ANDREA model family

Autonomous Neural Data Recipe for Education and Agency

A family of small language models grown on a single RTX 4090 using a bandit-controlled curriculum over open data. Part of a permacomputer project — open source, open data, open weights.
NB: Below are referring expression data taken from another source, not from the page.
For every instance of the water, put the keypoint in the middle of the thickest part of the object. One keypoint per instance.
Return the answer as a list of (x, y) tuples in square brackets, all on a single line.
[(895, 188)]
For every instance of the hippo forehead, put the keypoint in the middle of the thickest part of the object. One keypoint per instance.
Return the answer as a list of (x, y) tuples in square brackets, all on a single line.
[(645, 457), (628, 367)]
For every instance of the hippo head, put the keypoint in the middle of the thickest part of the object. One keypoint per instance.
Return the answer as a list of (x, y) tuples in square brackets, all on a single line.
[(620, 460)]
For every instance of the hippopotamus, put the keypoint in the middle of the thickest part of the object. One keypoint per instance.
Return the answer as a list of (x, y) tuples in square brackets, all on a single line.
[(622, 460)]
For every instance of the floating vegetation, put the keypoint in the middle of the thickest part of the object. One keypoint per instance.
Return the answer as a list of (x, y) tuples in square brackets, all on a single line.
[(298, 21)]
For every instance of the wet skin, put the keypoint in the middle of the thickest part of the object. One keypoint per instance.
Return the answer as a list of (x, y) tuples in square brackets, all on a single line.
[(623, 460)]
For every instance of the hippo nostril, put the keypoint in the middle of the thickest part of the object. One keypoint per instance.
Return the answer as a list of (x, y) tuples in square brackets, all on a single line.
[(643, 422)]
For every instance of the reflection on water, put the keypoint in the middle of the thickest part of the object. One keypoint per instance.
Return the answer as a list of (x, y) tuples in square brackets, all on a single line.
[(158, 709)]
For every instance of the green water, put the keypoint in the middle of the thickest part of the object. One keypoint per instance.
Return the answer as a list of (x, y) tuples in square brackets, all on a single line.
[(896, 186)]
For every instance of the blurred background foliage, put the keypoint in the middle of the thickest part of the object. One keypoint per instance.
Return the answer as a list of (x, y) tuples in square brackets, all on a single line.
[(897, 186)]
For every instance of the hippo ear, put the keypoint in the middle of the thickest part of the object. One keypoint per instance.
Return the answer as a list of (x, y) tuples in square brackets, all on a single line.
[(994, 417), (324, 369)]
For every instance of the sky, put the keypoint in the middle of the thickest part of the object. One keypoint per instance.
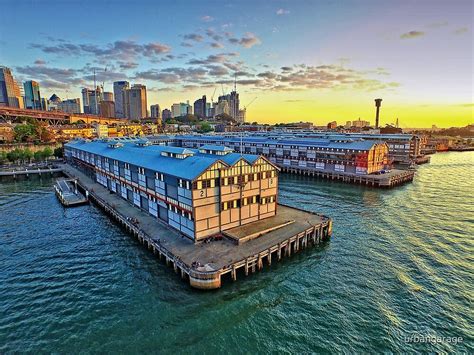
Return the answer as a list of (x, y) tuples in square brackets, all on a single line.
[(303, 60)]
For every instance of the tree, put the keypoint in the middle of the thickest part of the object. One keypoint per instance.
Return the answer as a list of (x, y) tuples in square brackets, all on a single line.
[(58, 152), (13, 155), (24, 132), (47, 152), (38, 155)]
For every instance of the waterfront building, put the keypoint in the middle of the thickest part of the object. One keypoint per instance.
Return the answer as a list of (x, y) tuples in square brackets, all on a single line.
[(135, 102), (32, 95), (10, 92), (332, 125), (119, 87), (200, 192), (155, 111), (200, 107), (107, 108), (323, 155), (69, 106)]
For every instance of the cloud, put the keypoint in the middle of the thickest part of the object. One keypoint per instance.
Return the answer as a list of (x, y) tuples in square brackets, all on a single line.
[(281, 12), (248, 40), (207, 18), (461, 30), (412, 34), (217, 45), (121, 50), (193, 37)]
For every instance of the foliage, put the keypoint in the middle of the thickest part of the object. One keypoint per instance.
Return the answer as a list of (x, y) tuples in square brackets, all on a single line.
[(58, 152)]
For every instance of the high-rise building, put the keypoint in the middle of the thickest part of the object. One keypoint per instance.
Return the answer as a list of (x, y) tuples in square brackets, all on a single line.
[(108, 96), (32, 95), (119, 86), (155, 111), (233, 101), (166, 114), (135, 102), (70, 106), (107, 108), (200, 107), (91, 100), (10, 92), (222, 107), (175, 110)]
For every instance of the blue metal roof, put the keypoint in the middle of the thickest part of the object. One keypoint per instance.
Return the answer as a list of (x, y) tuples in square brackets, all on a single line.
[(216, 148), (150, 157)]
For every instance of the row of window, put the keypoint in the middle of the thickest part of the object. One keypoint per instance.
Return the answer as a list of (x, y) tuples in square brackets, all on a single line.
[(247, 201)]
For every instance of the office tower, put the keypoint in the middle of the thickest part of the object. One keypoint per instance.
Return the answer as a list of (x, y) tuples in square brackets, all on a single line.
[(378, 103), (166, 114), (155, 111), (135, 102), (233, 101), (108, 96), (119, 86), (32, 95), (10, 92), (200, 107), (69, 106), (107, 108)]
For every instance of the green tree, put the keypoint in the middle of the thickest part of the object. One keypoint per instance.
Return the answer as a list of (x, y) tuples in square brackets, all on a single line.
[(38, 155), (24, 132), (47, 152), (13, 155)]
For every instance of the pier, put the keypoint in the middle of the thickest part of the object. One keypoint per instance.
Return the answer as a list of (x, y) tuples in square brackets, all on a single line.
[(389, 179), (204, 264)]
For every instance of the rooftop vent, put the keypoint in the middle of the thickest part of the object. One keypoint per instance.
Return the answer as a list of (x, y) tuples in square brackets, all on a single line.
[(115, 145)]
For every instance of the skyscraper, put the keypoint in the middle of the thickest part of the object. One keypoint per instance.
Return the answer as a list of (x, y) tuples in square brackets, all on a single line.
[(119, 86), (91, 100), (10, 92), (233, 101), (135, 102), (200, 106), (155, 111), (108, 96), (32, 95), (70, 105)]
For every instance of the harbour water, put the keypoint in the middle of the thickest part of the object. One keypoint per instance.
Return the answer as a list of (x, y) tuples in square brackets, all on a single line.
[(398, 268)]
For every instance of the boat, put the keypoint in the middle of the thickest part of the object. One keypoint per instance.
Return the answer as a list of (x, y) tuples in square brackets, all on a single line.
[(68, 194)]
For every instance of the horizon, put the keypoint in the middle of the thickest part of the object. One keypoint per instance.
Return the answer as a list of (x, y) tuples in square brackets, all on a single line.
[(299, 59)]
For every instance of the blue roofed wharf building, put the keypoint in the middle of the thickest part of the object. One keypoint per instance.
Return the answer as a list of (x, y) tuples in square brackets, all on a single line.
[(350, 160), (200, 192)]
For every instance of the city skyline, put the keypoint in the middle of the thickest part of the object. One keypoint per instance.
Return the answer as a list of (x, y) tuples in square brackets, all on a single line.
[(313, 62)]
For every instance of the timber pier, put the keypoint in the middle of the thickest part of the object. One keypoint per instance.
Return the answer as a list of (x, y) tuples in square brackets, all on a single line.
[(203, 264), (388, 179)]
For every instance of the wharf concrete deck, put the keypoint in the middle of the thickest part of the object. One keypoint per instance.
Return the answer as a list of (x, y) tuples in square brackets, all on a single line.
[(389, 179), (202, 263)]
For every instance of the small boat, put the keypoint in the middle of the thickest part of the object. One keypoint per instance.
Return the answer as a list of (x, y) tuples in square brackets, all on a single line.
[(68, 193)]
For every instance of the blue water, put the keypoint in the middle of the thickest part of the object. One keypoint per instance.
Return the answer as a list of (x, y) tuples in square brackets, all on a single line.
[(400, 263)]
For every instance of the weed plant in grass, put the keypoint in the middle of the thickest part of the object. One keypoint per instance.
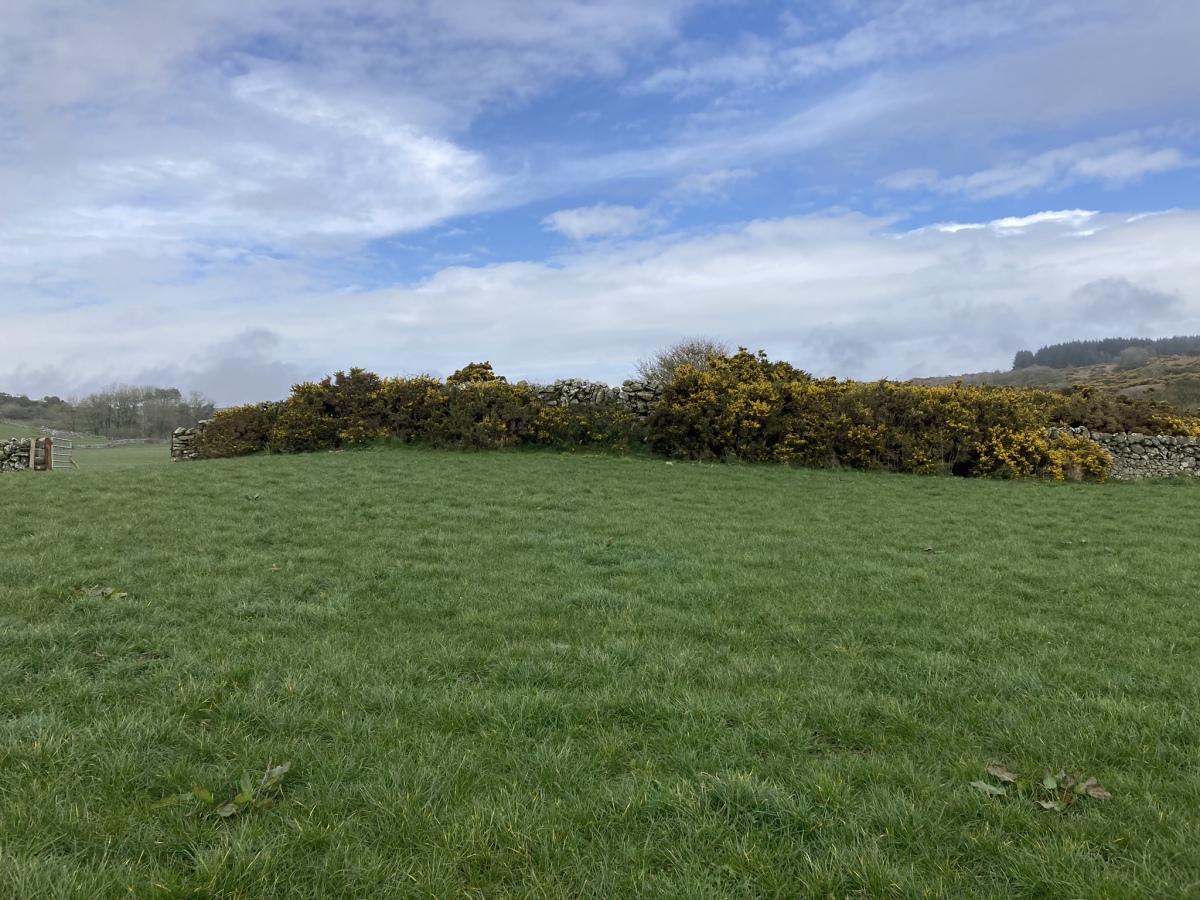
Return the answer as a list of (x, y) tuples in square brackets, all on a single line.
[(533, 675)]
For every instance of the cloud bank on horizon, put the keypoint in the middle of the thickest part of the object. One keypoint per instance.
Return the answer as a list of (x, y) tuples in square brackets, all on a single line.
[(235, 196)]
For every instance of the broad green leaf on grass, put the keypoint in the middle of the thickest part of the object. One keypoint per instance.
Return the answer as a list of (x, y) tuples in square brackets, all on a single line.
[(990, 790), (1002, 773)]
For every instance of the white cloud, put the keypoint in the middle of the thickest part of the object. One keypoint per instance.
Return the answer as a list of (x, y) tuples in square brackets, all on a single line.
[(835, 294), (599, 221)]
Model	Params	Architecture	Status
ANDREA-12M	12.8M	384d / 12h / 6L / 1024ctx	Shipped 2026-03-21
ANDREA-120M	98.7M	768d / 12h / 12L / 1024ctx	Shipped 2026-05-27

ANDREA-12M

A 12.8M parameter language model grown on a single RTX 4090 using a bandit-controlled curriculum.

Model Details

Property	Value
Parameters	12.8M
Architecture	Transformer decoder, 384d/12h/6L
Embedding dim	384
Heads	12
Layers	6
Context	1024 tokens
Tokenizer	Harris morpheme (2048 segments, 2305 vocab)
Training steps	43,587
Final SMMA loss	2.0
Best single-step loss	0.21
Training time	~72 hours
Hardware	Single NVIDIA RTX 4090 (24GB VRAM, 1.4GB used)
CUDA engine	microgpt_cuda.cu (custom, FP32)
Born	2026-03-21 12:53 UTC / 08:53 EST
License	AGPL-3.0

Files

File	Step	Description
`ANDREA-12M.bin`	43,587	Final checkpoint (SMMA 2.0)
`ANDREA-12M-best.bin`	42,300	Best checkpoint (lowest loss during training)
`ANDREA-12M.json`	43,587	Portable Python-engine model
`ANDREA-12M-TRAIN.json`	—	Training config
`harris_segments.json`	—	Harris tokenizer segments (2048) — required for inference

Checkpoint format

Binary, little-endian: [int32 step][int32 n_params][n_params × float32 weights][n_params × float32 m][n_params × float32 v]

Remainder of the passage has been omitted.